6. The active noise reduction control method according to claim 4, characterized in that, After the step of responding to the current penalty factor information being non-zero, the control method further includes: In response to the occurrence of at least two of the abnormal events under the current penalty factor information, the minimum penalty factor information of the target device during operation is determined based on the current penalty factor and the third adjustment factor; or, After the step of responding to the initial penalty factor information being non-zero, the control method further includes: In response to the occurrence of the abnormal event within a fourth preset time period, the first adjustment factor and the second adjustment factor are respectively increased, and the current penalty factor information is determined by the increased first adjustment factor and the second adjustment factor. After the step of determining the current penalty factor information using the adjusted first adjustment factor and the second adjustment factor, the control method further includes: If no abnormal event occurs within a fifth preset time period after the fourth preset time period, the first adjustment factor and the second adjustment factor that have been increased are adjusted back to their initial values.

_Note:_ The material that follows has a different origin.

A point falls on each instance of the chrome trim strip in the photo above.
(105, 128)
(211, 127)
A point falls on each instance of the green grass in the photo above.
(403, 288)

7. An active noise reduction control system, characterized in that, The control system includes: The actual information acquisition module is used to acquire the actual audio information of the target device; The first processing module is used to respond to the presence of an abnormal event in the actual audio information, and dynamically update the preset noise reduction adjustment strategy as the target noise reduction adjustment strategy based on the preset noise reduction adjustment strategy and the abnormal situation detection data of the abnormal event in the preset time period. The second processing module is used to perform dynamic noise reduction processing on the speaker output signal in the target device based on the target noise reduction adjustment strategy, so that the speaker outputs the target output signal.
8. A smart home appliance, characterized in that, The smart home appliance includes the active noise cancellation control system as described in claim 7.
9. An electronic device comprising a memory, a processor, and a computer program stored in the memory and for running on the processor, characterized in that, When the processor executes the computer program, it implements the active noise reduction control method according to any one of claims 1 to 6.
10. A computer-readable storage medium having a computer program stored thereon, characterized in that, When the computer program is executed by the processor, it implements the active noise reduction control method according to any one of claims 1 to 6.
11. A computer program product, comprising a computer program, characterized in that, When the computer program is executed by the processor, it implements the active noise reduction control method as described in any one of claims 1 to 6.